No último trimestre do ano, o lucro do banco alcançou R$ 5,742 bilhões, queda de 47,2% em comparação com o mesmo período de 2024. Apesar do recuo anual, houve um crescimento de 51,7% em relação ao terceiro trimestre de 2025.
O crédito concedido pelo Banco do Brasil em 2025 totalizou R$ 13 bilhões para o trabalhador, reforçando a estratégia de expansão em linhas com melhor retorno ajustado ao risco. A carteira de crédito ampliada do banco atingiu R$ 1,296 trilhão, com alta de 1,4% no último trimestre e de 2,5% no ano.
A inadimplência, considerando atrasos superiores a 90 dias, apresentou elevação de 3,16% em dezembro de 2024 para 5,17% no final de 2025. O desempenho do agronegócio e da carteira de cartões de crédito foram os principais fatores que contribuíram para esse aumento. A inadimplência na carteira de crédito do agronegócio encerrou o ano em 6,09%, com um aumento de 1,25 ponto percentual no último trimestre. Já a inadimplência da carteira de pessoas físicas atingiu 6,56%, com elevação de 0,55 ponto percentual no mesmo período.
Na distribuição do crédito, a carteira de pessoa física somou R$ 356,96 bilhões em dezembro, com alta de 1,8% no trimestre e de 7,6% no ano, impulsionada pela nova modalidade de crédito consignado para CLT, que totalizou R$ 14,3 bilhões. A carteira para pessoas jurídicas alcançou R$ 455,15 bilhões, com aumento de 0,5% no trimestre e de 0,6% no ano.
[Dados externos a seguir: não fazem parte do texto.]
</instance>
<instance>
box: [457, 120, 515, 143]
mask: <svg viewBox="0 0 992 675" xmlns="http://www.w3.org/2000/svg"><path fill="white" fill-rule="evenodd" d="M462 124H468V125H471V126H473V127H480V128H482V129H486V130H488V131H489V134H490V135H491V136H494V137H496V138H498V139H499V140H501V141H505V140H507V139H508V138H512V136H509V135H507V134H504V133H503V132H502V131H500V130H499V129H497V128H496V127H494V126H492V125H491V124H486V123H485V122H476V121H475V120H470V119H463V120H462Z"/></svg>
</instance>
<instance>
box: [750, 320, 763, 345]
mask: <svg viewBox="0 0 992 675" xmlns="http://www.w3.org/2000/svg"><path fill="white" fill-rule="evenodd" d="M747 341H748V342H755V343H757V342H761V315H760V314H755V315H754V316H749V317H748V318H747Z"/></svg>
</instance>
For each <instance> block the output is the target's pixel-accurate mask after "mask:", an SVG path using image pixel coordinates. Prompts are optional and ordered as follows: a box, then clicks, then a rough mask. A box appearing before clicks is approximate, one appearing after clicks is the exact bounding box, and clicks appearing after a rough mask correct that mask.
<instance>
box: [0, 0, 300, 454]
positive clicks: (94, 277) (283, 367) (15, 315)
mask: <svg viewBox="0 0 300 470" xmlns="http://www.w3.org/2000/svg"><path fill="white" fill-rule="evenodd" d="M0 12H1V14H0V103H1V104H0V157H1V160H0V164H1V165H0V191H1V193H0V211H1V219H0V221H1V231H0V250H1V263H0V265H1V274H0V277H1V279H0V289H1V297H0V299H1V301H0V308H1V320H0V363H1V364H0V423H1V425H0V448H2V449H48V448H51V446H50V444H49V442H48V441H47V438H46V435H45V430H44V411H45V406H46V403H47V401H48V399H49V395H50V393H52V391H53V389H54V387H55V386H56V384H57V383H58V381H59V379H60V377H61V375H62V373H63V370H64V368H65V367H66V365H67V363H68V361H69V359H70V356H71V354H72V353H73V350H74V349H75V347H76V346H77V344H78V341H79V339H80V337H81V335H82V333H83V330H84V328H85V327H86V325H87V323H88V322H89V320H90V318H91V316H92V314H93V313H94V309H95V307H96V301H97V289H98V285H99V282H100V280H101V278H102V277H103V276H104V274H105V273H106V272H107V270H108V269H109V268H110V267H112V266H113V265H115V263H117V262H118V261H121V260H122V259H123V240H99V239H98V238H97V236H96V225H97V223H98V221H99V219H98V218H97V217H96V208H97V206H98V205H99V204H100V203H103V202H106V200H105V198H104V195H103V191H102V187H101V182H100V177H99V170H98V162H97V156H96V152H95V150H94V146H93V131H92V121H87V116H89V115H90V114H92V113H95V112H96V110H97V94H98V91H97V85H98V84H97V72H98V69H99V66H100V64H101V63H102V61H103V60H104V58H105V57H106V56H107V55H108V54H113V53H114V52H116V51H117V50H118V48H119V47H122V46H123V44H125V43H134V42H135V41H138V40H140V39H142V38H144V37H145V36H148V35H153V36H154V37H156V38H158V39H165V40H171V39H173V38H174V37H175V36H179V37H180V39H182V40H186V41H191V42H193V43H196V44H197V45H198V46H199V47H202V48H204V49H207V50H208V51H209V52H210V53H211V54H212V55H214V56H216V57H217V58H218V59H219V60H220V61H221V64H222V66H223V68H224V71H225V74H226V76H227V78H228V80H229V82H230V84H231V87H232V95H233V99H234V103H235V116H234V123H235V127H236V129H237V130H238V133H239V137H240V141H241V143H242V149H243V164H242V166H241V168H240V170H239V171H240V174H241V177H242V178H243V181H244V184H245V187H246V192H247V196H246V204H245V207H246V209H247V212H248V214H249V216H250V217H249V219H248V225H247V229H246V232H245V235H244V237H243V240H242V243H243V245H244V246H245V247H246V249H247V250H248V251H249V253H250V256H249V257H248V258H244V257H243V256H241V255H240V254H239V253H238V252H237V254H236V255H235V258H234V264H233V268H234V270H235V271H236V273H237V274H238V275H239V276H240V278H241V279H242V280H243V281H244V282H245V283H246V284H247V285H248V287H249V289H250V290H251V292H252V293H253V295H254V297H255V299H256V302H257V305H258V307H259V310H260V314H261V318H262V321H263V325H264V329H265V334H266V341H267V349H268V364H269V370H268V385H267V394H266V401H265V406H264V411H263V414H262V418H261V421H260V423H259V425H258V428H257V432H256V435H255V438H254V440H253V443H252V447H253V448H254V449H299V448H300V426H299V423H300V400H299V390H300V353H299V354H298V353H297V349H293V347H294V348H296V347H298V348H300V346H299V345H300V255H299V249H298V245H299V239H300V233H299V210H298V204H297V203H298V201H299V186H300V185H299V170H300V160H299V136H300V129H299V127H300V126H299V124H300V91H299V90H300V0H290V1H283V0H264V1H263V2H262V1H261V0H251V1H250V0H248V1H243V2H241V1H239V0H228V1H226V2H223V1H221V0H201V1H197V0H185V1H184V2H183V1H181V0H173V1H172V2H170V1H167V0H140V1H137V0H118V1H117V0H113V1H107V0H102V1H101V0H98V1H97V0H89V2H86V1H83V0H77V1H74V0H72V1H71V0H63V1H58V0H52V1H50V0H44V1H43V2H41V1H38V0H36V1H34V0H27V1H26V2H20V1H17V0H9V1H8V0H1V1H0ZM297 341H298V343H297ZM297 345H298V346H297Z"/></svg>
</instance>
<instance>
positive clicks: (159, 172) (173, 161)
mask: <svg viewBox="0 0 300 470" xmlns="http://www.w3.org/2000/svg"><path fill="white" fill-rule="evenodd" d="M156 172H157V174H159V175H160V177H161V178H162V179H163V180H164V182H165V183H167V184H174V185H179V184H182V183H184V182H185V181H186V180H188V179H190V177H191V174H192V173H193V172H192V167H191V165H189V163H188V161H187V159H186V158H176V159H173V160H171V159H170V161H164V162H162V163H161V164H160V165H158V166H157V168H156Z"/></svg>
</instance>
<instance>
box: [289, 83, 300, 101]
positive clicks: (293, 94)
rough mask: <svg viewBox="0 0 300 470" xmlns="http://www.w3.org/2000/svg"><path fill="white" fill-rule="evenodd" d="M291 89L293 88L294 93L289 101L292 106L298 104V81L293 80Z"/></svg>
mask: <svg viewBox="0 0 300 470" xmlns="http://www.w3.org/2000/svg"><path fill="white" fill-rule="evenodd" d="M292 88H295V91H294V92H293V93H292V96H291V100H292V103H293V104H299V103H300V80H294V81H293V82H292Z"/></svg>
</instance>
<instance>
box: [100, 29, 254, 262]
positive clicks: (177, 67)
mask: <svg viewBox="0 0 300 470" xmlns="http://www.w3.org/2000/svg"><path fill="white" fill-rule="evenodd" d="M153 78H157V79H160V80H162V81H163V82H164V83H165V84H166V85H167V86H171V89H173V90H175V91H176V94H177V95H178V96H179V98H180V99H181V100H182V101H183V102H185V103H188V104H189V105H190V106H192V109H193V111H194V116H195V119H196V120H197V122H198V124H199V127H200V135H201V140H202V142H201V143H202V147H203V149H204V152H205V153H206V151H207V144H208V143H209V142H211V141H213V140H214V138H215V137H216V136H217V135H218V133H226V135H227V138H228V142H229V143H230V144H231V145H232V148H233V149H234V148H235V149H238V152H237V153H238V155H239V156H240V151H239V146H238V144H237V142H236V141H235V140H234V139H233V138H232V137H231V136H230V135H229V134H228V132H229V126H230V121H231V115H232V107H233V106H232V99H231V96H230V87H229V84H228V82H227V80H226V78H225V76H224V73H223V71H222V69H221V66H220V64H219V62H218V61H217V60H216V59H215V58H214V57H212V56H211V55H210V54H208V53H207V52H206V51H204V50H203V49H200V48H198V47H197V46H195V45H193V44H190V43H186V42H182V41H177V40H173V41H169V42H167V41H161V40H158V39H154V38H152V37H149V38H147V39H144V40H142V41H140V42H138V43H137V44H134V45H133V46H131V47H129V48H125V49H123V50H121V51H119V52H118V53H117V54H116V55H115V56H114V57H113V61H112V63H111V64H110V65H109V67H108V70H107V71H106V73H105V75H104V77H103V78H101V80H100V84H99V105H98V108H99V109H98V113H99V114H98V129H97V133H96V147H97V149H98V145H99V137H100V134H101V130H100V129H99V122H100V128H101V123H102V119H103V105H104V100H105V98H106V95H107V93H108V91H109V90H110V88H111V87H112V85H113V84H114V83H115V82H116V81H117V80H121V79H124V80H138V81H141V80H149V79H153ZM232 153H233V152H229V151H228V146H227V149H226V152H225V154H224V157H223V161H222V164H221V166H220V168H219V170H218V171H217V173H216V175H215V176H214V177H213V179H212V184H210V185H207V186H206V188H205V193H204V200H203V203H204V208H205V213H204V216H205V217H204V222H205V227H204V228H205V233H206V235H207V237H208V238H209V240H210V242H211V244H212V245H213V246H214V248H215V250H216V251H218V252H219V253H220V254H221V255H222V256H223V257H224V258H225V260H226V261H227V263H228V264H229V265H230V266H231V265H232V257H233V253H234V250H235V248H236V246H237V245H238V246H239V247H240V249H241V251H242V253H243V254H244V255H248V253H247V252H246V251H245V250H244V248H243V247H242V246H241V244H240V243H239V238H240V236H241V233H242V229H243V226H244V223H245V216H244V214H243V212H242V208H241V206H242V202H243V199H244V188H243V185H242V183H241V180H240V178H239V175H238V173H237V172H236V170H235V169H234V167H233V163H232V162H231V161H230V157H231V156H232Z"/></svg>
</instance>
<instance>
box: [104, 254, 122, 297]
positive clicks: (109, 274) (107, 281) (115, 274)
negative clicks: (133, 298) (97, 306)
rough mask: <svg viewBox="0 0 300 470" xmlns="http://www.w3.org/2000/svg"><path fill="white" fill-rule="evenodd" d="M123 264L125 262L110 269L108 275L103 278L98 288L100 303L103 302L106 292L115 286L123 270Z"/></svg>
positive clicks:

A carteira para grandes empresas totalizou R$ 260,4 bilhões, com alta de 4,3% em 12 meses, enquanto a carteira para micro, pequenas e médias empresas somou R$ 115,2 bilhões, com recuo de 7,9% no ano passado. O agronegócio registrou R$ 406,13 bilhões, com alta de 1,8% no trimestre e de 2,1% no ano, e o banco destinou R$ 103,9 bilhões em crédito ao setor nos seis meses do Plano Safra 2025/2026, além de R$ 12,3 bilhões para a cadeia de valor do agro. A carteira de Crédito Sustentável atingiu R$ 415,1 bilhões, financiando atividades com impactos sociais e ambientais positivos, com alta de 7,3% em 12 meses, correspondendo a 32% do crédito total do banco.
As receitas de prestação de serviços totalizaram R$ 34,813 bilhões em 2025, queda de 1,9% em relação ao ano anterior, mas o resultado foi parcialmente compensado pelo crescimento nas receitas com administração de fundos (13,5%), taxas de administração de consórcios (19,3%) e rendas do mercado de capitais (7,9%). As despesas administrativas somaram R$ 34,813 bilhões, alta de 5,1% em relação a 2024, justificada pelo reajuste salarial e pelos investimentos em tecnologia e cybersegurança.
Para 2026, o Banco do Brasil projeta um lucro líquido ajustado entre R$ 22 bilhões e R$ 26 bilhões, com crescimento da carteira de crédito entre 0,5% e 4,5%, alta de 6% a 10% para pessoas físicas, queda de 2% a alta de 2% para o agronegócio e queda de 3% a alta de 1% para empresas. A expectativa é de crescimento das receitas de prestação de serviços entre 2% e 6%, com despesas administrativas subindo entre 5% e 9%, e custo do crédito (perdas esperadas com inadimplência e outros riscos) entre R$ 53 bilhões e R$ 58 bilhões.